Apfelmonokultur_Front

Wer in Monokulturen investiert, geht ein Klumpenrisiko ein © srf

SRF-Tagesschau: «Fonds» hilft «Apfelbauern»

Urs P. Gasche /  Statt über das Aus von Uber in London oder höhere Strafen für Autofahrer mit Handy in Deutschland zu informieren, ging's um Äpfel.

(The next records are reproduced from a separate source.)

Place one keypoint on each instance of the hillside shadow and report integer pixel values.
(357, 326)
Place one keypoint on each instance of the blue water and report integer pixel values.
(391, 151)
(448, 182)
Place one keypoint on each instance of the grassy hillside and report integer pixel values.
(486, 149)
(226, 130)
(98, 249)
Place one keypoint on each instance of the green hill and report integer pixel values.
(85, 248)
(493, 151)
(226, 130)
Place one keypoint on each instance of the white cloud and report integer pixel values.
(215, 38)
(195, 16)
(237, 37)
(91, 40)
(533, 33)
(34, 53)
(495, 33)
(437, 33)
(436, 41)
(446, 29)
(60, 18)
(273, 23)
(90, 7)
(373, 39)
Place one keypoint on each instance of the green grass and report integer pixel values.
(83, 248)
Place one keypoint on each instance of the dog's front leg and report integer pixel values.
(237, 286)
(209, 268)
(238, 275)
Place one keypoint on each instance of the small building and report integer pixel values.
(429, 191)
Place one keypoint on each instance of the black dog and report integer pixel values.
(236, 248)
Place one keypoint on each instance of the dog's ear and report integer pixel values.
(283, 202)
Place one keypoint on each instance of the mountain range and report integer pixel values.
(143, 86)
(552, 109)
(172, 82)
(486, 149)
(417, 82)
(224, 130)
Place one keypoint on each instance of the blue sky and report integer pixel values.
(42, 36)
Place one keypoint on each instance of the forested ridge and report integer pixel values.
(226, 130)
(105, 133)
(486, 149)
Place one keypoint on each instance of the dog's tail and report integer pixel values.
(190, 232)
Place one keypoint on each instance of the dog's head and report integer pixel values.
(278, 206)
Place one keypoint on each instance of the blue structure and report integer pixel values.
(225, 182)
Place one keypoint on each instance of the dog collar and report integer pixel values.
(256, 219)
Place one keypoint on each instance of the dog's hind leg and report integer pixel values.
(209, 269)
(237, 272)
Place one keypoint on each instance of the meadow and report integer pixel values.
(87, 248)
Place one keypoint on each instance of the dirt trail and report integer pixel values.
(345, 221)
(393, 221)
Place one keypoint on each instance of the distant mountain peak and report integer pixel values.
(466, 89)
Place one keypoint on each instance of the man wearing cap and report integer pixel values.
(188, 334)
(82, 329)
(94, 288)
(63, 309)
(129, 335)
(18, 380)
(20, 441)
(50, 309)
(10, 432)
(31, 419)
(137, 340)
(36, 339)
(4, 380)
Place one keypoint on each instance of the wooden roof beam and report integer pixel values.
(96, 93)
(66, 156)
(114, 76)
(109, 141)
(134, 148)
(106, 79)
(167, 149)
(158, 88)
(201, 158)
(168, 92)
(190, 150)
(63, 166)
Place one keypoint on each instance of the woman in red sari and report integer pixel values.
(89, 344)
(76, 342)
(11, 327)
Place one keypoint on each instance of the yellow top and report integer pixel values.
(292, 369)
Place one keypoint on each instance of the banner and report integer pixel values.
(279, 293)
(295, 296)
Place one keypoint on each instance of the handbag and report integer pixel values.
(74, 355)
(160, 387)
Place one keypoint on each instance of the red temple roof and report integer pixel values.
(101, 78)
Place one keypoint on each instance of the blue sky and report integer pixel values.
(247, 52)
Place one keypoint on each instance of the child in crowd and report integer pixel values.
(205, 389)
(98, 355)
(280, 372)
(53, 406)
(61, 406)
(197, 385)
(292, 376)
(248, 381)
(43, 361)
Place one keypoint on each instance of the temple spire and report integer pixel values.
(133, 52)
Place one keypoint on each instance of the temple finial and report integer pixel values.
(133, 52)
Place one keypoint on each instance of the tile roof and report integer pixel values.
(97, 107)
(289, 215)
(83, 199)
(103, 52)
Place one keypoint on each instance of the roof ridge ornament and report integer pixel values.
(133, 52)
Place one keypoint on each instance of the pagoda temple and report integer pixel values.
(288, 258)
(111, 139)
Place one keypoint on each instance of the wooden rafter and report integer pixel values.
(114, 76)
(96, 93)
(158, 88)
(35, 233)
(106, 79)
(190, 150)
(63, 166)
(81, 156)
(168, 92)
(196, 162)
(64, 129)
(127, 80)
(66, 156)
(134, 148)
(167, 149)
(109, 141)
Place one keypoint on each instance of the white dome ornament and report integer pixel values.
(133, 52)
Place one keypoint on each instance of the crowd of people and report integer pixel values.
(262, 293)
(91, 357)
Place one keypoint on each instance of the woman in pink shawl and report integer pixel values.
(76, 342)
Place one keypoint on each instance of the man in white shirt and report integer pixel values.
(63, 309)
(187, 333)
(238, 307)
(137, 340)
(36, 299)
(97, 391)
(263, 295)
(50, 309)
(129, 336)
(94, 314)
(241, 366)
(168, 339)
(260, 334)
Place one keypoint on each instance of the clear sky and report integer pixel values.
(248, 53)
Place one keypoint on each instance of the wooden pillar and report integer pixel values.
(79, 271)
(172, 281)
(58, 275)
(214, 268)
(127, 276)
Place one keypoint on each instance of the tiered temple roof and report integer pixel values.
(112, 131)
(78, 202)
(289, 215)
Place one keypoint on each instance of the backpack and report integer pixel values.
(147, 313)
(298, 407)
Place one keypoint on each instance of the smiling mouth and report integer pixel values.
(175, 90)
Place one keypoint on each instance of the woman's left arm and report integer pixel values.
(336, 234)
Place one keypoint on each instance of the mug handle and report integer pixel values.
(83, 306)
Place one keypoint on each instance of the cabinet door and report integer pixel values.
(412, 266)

upg. Infosperber nimmt besonders häufig Beiträge der Tagesschau unter die Lupe, weil sie am meisten Zuschauende erreicht. Die Qualität der öffentlich-rechtlichen Informationen soll sich von denen der Privatsender deutlich abheben.
Wegen des Frosts im Frühjahr sei die Apfelernte im Thurgau ein Drittel geringer als normal, meldete die Hauptausgabe der Tagesschau vom 22. September. Einige Bauern hätten «Existenzängste». Vielleicht würde ihnen «ein Fonds Suisse» helfen, hiess es vielsagend. Für die Zuschauenden blieb dieser Fonds mysteriös, weil die Tagesschau nicht sagte, ob es sich dabei um eine Versicherung unter Obstbauern oder um Steuergelder handelt.
Man musste nach der Tagesschau schon im Internet nachschauen, um zu erfahren, dass dieser «Fonds Suisse» von der Nationalbank finanziert wird.
Dass die «Existenzangst» einiger Bauern auch selbstverschuldet ist, erwähnte die Tagesschau nicht. Es läuft in der Landwirtschaft wie an der Börse: Wer nur auf eine einzige Aktie setzt, hier eine einzige Obstsorte, und spekuliert, dass er dank rationellerer Produktion mehr verdient, geht eben auch ein entsprechendes Klumpenrisiko ein. Tritt ausgerechnet während der Apfelblüte Frost ein, ist ein grosser Teil des Einkommens weg.
Bauern dagegen, welche auf Diversifikation setzen, können Einbussen bei einer Obst- oder Gemüsesorte mit den Einnahmen der andern kompensieren. Sie nehmen dafür in Kauf, dass die Mengenerträge einzelner Sorten geringer sind.
Das Wort «Monokultur» und deren allfälliger Grund für die «Existenzängste» kam in der Tagesschau nicht vor.

So erfuhren die Zuschauenden während über zweieinhalb Minuten nicht viel mehr, als dass der zu bedauernde Obstbauer Beat Beerli viele seiner gezeigten grünen Apfelkisten dieses Jahr nicht werde füllen können.
Dafür erfuhren die Zuschauenden beim «Stand der Dinge» in der Tagesschau zum Beispiel Folgendes nicht, worüber die ARD in einer viel kürzeren Tagesschau um 20.00 Uhr informierte: Die Londoner Verkehrsbehörde hat dem Fahrdienstvermittler Uber die Lizenz entzogen (das war auch der Westschweizer Tagesschau eine Information wert). Und Deutschland hat ein Gesetz verabschiedet, das Autofahrer mit einem Handy in der Hand sowie illegale Autorennen und andere Verkehrsdelikte strenger ahndet.
Sowohl die Regulierung von Uber wie die Nutzung des Handys im Verkehr sind auch in der Schweiz umstrittene Fragen.
Abgesehen davon erfuhren Tagesschau-Zuschauende schon lange nichts mehr über die Totalblockade gegen Katar, die Kriegsfolgen im Jemen und den Stand etlicher anderer Konfliktherde. Auch aus dem Inland hätte es noch Interessantes zu informieren gegeben.
Dafür wissen die Tagesschau-Zuschauenden jetzt, dass irgendein «Fonds» beim eintretenden Klumpenrisiko eines Monokultur-Besitzers helfend eingreift.